I'd accompany an elderly parent to hospital appointments where information was going to be given out if they lived near by, but 2hours away, sorry, no. The Pandiculation household is currently down with the plague - I'm not saying we wouldn't have caught it if we hadn't spend December and the first week of January sorting out care for my father, watching him bounce in and out of hospital, but I'm pretty sure it wouldn't have pole axed us as it has.

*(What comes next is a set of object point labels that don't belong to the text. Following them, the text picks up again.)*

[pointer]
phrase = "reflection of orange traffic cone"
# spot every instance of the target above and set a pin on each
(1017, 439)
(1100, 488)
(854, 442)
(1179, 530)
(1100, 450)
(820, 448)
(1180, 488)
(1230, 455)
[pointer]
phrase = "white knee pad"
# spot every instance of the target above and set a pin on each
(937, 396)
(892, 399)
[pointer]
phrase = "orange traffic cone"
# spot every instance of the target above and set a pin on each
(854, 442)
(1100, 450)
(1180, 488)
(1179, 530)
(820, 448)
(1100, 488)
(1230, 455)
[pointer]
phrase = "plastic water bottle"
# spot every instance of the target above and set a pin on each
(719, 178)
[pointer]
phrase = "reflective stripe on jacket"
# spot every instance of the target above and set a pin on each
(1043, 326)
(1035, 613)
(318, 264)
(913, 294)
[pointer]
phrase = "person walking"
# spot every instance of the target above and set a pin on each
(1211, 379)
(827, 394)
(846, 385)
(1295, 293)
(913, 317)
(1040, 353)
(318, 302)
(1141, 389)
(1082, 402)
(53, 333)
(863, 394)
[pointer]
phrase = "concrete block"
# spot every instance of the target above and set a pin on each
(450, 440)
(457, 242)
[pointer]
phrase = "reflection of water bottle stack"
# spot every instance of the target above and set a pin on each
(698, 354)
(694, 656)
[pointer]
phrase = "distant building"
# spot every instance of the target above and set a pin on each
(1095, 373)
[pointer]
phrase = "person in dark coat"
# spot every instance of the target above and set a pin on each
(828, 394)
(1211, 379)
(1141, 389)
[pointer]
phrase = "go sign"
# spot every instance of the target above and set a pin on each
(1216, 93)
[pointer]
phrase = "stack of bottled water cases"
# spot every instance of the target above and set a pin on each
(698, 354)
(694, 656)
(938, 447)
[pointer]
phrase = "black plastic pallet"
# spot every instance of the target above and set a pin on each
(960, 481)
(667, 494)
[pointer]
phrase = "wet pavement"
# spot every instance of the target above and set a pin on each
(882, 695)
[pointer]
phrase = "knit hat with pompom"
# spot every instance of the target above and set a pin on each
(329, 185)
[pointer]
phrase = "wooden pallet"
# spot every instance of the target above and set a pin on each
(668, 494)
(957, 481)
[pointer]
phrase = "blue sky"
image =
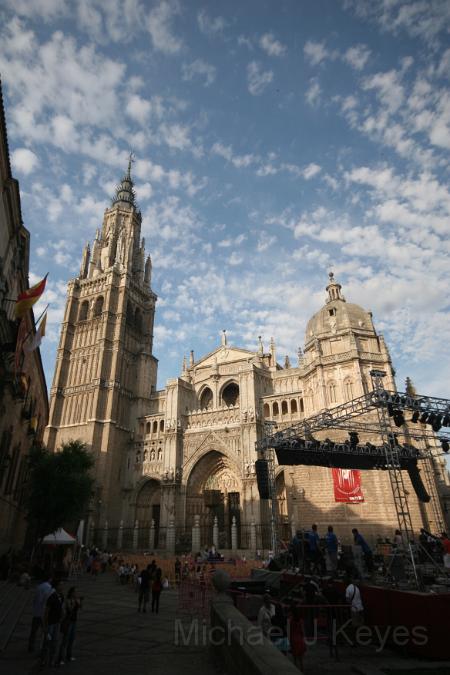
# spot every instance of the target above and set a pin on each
(274, 141)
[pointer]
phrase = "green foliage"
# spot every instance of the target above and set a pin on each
(60, 486)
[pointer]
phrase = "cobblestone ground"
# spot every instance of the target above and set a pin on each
(113, 638)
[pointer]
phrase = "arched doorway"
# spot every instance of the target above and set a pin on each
(282, 507)
(214, 490)
(148, 507)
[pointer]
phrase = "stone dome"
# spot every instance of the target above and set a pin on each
(338, 316)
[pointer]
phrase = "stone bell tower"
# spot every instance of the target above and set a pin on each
(105, 371)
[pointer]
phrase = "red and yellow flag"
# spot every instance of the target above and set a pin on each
(28, 298)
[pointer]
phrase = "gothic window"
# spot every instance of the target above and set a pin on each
(98, 307)
(206, 399)
(332, 392)
(365, 386)
(349, 389)
(138, 319)
(230, 395)
(84, 309)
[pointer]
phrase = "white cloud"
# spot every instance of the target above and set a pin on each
(315, 52)
(313, 93)
(311, 170)
(210, 26)
(138, 109)
(159, 24)
(24, 160)
(271, 45)
(235, 259)
(258, 79)
(357, 56)
(199, 68)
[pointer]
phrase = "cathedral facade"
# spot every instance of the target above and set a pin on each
(177, 465)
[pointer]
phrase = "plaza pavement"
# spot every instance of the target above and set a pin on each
(114, 639)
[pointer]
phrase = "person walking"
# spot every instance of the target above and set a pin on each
(68, 624)
(43, 590)
(297, 637)
(331, 544)
(144, 589)
(156, 590)
(265, 616)
(366, 550)
(51, 623)
(353, 598)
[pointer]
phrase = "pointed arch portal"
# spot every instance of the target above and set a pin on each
(214, 490)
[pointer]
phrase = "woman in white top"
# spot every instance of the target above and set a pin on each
(353, 597)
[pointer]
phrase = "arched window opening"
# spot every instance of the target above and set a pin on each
(349, 389)
(138, 319)
(230, 394)
(84, 310)
(98, 307)
(206, 399)
(332, 392)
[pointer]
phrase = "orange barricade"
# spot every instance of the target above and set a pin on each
(194, 597)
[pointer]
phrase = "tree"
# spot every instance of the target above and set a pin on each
(60, 486)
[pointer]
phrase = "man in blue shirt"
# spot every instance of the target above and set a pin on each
(331, 544)
(367, 551)
(315, 554)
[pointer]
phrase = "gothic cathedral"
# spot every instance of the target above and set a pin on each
(184, 456)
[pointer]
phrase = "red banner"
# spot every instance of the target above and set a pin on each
(347, 486)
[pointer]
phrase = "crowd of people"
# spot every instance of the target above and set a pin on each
(55, 618)
(318, 555)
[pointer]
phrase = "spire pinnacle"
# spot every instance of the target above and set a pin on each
(125, 189)
(334, 289)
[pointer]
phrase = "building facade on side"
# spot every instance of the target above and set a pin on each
(23, 391)
(180, 462)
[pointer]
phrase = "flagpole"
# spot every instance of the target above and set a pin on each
(35, 323)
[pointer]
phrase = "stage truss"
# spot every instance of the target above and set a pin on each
(397, 443)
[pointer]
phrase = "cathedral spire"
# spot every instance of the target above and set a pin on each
(125, 189)
(334, 289)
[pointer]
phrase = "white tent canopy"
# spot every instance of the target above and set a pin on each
(59, 538)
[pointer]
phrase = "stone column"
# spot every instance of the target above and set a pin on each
(293, 527)
(170, 540)
(216, 533)
(151, 538)
(253, 536)
(105, 536)
(196, 535)
(120, 535)
(135, 534)
(234, 534)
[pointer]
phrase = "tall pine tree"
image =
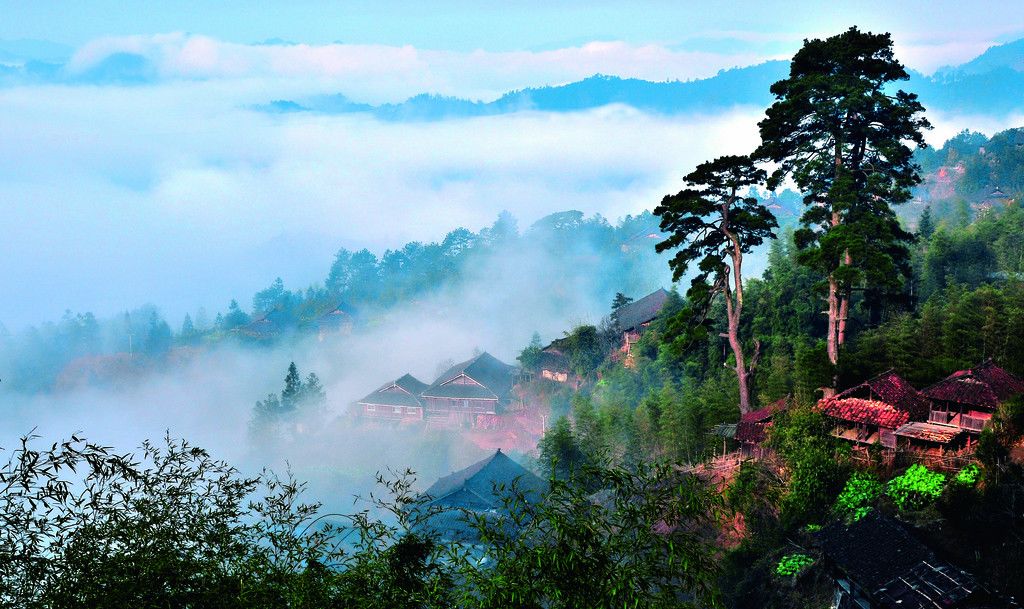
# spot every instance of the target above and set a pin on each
(841, 132)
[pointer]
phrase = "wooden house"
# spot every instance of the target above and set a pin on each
(476, 489)
(398, 400)
(932, 439)
(968, 398)
(478, 386)
(752, 430)
(876, 563)
(636, 316)
(337, 321)
(872, 411)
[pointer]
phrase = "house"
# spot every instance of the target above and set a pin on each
(968, 398)
(397, 400)
(634, 317)
(337, 321)
(554, 364)
(752, 430)
(877, 564)
(478, 386)
(872, 411)
(478, 489)
(931, 439)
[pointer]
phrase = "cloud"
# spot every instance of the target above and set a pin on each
(175, 194)
(376, 73)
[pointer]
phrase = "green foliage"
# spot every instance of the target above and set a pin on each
(858, 496)
(815, 460)
(969, 476)
(636, 544)
(793, 564)
(915, 488)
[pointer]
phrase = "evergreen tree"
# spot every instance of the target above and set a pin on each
(841, 133)
(925, 226)
(530, 356)
(713, 224)
(292, 394)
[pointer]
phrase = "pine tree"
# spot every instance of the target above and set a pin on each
(841, 133)
(713, 224)
(926, 226)
(292, 393)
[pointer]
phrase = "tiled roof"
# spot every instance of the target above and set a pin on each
(931, 432)
(400, 392)
(893, 390)
(496, 377)
(881, 556)
(638, 312)
(986, 385)
(864, 410)
(753, 426)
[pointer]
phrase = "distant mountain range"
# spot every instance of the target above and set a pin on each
(990, 84)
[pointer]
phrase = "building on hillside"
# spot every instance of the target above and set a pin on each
(267, 327)
(876, 563)
(968, 398)
(872, 411)
(479, 489)
(397, 400)
(478, 386)
(932, 439)
(635, 317)
(554, 364)
(337, 321)
(752, 430)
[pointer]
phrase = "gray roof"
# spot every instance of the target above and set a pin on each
(638, 312)
(400, 392)
(496, 377)
(477, 491)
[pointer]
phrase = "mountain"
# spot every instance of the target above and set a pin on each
(992, 83)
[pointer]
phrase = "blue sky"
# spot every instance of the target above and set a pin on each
(513, 25)
(175, 193)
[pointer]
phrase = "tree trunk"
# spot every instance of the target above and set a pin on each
(734, 309)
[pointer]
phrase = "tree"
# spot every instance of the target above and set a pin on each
(714, 225)
(841, 133)
(926, 226)
(292, 394)
(530, 356)
(619, 302)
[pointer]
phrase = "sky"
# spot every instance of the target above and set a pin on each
(175, 192)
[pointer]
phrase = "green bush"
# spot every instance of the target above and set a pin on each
(793, 564)
(858, 496)
(915, 488)
(969, 475)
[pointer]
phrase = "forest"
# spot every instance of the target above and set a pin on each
(894, 256)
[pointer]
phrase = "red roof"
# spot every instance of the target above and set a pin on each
(986, 386)
(752, 426)
(891, 389)
(867, 411)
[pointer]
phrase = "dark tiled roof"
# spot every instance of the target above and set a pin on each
(401, 392)
(636, 313)
(985, 385)
(752, 426)
(334, 317)
(867, 411)
(469, 486)
(882, 557)
(496, 377)
(893, 390)
(931, 432)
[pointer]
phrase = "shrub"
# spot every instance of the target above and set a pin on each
(858, 496)
(915, 488)
(793, 564)
(969, 475)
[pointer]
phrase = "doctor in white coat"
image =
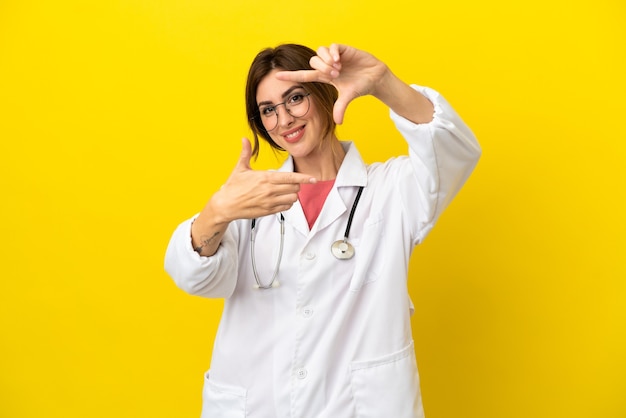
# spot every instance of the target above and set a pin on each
(312, 259)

My experience n=5 oldies is that they can be pretty bloody selfish as they get older Don't think it's deliberate selfishness, it's that as their capabilities decline, small problems loom larger and larger in their mind. I'm relatively young, but haven't used a taxi since I retired, so now the simple thing of travelling the 45 mins to our nearest hospital has all sorts of questions 1) how do I call a taxi? - do people still use an ordinary telephone call to a person? 2) how much money will I need to take? - it used to pan out at £1 a mile, think it's now double that, or should I allow £2.5 or £3? 3) taxi drivers don't get out of the car any more, and as I can't stand up for more than a few minutes, how will I get to the taxi before he drives away? 4) will I be able to call a taxi from the hospital? ... trivial stuff, but as I'm out of the habit, I have to search out the answers. So if I were to ask for a child to accompany me in a taxi, I'd be asking them to solve a big problem for me doing something that's everyday for them - and without bearing in mind their quite different sets of worries I'm in danger of being monumentally selfish without in the least intending it.

MereDintofPandiculation · 10/01/2019 19:47

"crazily frugal" In general, people's spending crashes as they approach their 80s, and I think people have spending baselines from when they were buying the item frequently. So you can keep up with food prices, but a cup of tea or coffee out is based when you used to buy regularly. If you're used to 70p or £1.20 for a drink, everything above that becomes "expensive". So elderly people congregate in Morrisons cafe, in church coffee mornings etc, not necessarily because they can't afford more (some can't) but it's because it's prices that are familiar. I know I'me having to adjust to a b&B being at least £80pn - my mind says "should be able to find one for £30".

Secondly, I'm really scared about the number of years I may have to support myself for with no ability to increase my income - I can't go out and get a "little Saturday job". So I don't like spending, at least not on thing that aren't that important to me, like clothes and hairdressing.

Lunde · 10/01/2019 19:56

We had this issue with DM - not always possible for the nearest family member to take leave and do the 6 hour round trip to take her to appointments. What we did was to pay her cleaner, who DM really liked, to go with her in a taxi. You may also find that local charities or churches might help.

I think DM's major fear in her 80s was not being able to find or make her way from the entrance to the department. Having someone with her who could find the route and put her in a wheelchair where necessary made like much easier for her.